Ella frunció la naricilla y besó a su marido en la mejilla.
—¡Pero si estoy aquí para eso, cariño! ¡Y quiero una caterva! Tendremos… dos o tres niñeras… y un bañero para que les impida ir a chapotear al Gran Canal cada vez que se les pase por la cabeza.
—¡Estás loca! ¡Pero cuánto te quiero!
Y Aldo besó a su mujer de un modo muy poco conyugal.
Lisa se apartó y cogió a su marido de la mano para llevarlo hacia la proa del barco. Se había puesto seria.
—¿A qué viene esa expresión tan grave de repente? —preguntó Morosini, preocupado.

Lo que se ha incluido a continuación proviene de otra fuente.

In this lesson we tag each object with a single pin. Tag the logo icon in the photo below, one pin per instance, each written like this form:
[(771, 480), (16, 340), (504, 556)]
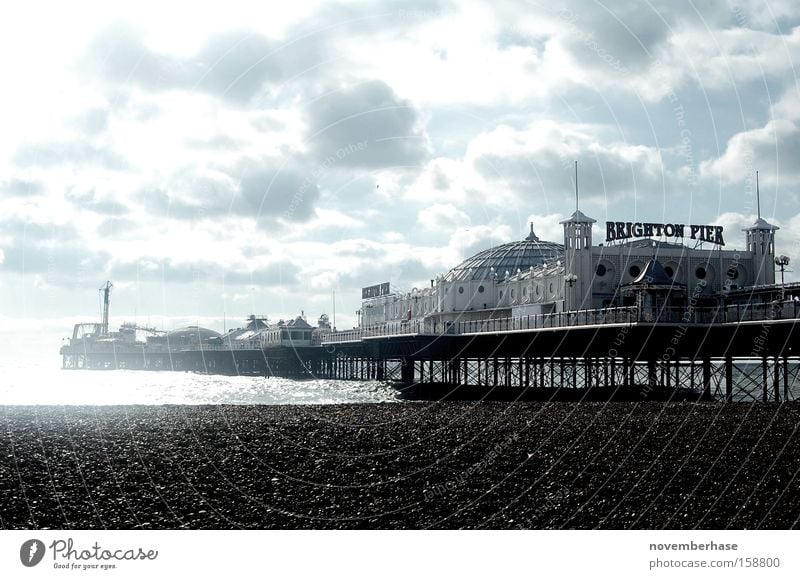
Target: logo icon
[(31, 552)]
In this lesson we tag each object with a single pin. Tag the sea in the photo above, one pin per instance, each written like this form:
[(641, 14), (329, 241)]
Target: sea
[(45, 383)]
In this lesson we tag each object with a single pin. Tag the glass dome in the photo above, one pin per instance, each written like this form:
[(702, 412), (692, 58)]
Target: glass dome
[(509, 257)]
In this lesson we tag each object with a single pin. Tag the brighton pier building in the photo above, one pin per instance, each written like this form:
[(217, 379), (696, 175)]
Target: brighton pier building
[(649, 266)]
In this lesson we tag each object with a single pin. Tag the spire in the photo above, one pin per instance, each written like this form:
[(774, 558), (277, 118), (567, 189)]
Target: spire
[(576, 187), (578, 217), (758, 197), (532, 236), (760, 224)]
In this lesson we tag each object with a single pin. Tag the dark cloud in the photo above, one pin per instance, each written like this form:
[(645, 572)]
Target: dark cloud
[(21, 187), (366, 125), (54, 153)]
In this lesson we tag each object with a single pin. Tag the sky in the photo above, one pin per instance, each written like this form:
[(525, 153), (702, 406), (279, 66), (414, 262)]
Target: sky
[(218, 161)]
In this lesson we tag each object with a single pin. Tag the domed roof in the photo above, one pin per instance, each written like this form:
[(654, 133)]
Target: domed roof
[(192, 334), (509, 257)]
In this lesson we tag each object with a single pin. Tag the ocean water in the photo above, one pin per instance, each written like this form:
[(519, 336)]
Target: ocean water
[(31, 383)]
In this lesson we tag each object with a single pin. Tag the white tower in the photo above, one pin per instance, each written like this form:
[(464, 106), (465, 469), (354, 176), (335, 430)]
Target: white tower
[(761, 244), (578, 272), (578, 268)]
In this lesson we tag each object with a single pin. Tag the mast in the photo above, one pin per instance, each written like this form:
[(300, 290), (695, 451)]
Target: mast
[(758, 196), (576, 187), (106, 289)]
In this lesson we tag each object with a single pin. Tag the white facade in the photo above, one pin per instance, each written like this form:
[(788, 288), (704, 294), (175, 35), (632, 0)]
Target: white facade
[(574, 276)]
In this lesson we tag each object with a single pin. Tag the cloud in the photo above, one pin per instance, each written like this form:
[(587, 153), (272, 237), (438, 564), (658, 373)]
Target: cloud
[(442, 216), (774, 150), (276, 192), (536, 162), (21, 187), (366, 125), (75, 152), (234, 65), (89, 200)]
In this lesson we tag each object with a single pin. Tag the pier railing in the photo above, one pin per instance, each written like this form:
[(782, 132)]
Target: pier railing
[(735, 313)]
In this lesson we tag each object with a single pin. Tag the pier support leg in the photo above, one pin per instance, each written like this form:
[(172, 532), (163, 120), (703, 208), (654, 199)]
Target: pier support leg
[(776, 388), (407, 370), (652, 374), (728, 379), (785, 379)]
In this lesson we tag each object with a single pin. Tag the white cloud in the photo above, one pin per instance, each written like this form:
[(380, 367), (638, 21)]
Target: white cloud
[(442, 217)]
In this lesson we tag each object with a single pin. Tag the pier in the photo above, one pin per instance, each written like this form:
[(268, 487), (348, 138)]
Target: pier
[(735, 352)]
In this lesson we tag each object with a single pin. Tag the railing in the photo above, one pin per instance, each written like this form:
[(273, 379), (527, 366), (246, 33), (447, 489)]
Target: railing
[(786, 310)]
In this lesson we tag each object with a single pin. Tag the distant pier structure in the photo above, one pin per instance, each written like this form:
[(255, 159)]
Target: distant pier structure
[(657, 311)]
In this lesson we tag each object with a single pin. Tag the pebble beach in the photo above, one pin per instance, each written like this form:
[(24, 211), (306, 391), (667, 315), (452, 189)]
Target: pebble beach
[(494, 465)]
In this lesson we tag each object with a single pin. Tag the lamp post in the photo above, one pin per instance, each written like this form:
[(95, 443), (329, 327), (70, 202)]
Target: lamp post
[(782, 261)]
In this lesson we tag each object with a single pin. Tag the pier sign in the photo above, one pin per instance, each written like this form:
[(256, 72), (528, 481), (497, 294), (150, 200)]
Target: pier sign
[(375, 291), (616, 230)]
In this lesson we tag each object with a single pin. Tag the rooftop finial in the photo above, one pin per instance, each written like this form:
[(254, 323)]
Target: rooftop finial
[(758, 197), (532, 236), (576, 186)]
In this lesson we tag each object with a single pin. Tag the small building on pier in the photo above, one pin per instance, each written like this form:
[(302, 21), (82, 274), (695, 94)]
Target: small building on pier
[(647, 265)]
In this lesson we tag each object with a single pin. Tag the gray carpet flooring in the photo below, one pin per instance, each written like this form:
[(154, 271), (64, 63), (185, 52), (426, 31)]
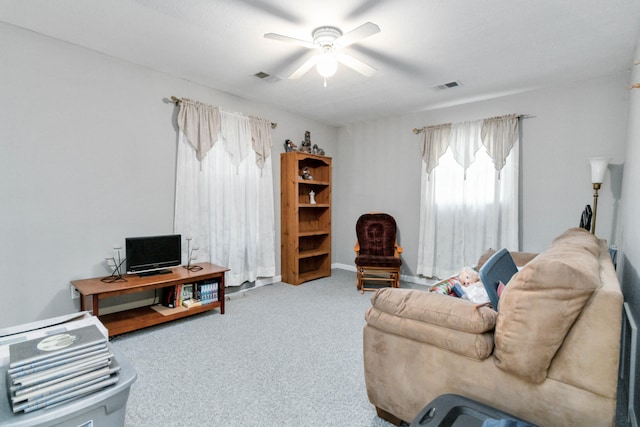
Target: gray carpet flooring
[(281, 355)]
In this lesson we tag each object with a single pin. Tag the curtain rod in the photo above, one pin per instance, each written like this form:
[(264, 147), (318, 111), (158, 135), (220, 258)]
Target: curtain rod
[(520, 116), (177, 101)]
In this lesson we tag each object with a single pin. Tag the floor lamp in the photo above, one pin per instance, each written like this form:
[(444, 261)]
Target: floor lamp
[(598, 169)]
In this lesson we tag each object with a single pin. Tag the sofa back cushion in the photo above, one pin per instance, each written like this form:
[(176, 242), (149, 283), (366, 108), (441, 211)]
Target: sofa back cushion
[(542, 301)]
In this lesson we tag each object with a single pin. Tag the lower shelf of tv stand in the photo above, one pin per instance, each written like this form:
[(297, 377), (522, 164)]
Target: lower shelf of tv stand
[(138, 318)]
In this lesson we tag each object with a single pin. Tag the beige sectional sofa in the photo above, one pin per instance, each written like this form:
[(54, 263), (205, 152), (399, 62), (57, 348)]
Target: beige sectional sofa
[(549, 356)]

—Me pregunto si llegaremos algún día a esa cita en Jerusalén. No se puede decir que el pectoral haya tenido mucha suerte desde que existe.
—¿Qué te ronda por la cabeza?
—No lo sé: piratas berberiscos…, una tormenta, un huracán quizás…, un rayo…
—¡Lisa, Lisa! ¡Ay, es malo ser tan optimista! —exclamó Aldo, riendo de buena gana—. Pero si te empeñas en desvariar, ten esto bien presente: en caso de naufragio, te cojo entre mis brazos y no te suelto. Si el pectoral quiere ir a dar una vuelta por el fondo del agua, es cosa suya, pero tú eres lo más precioso que tengo en el mundo, así que, o vivimos juntos o morimos juntos.
—¡Hummm! ¡Eso suena a música celestial! ¿Te importaría hacer un bis, por favor?
—No me gusta repetirme —protestó Aldo, cerrando la boca de Lisa con un largo beso.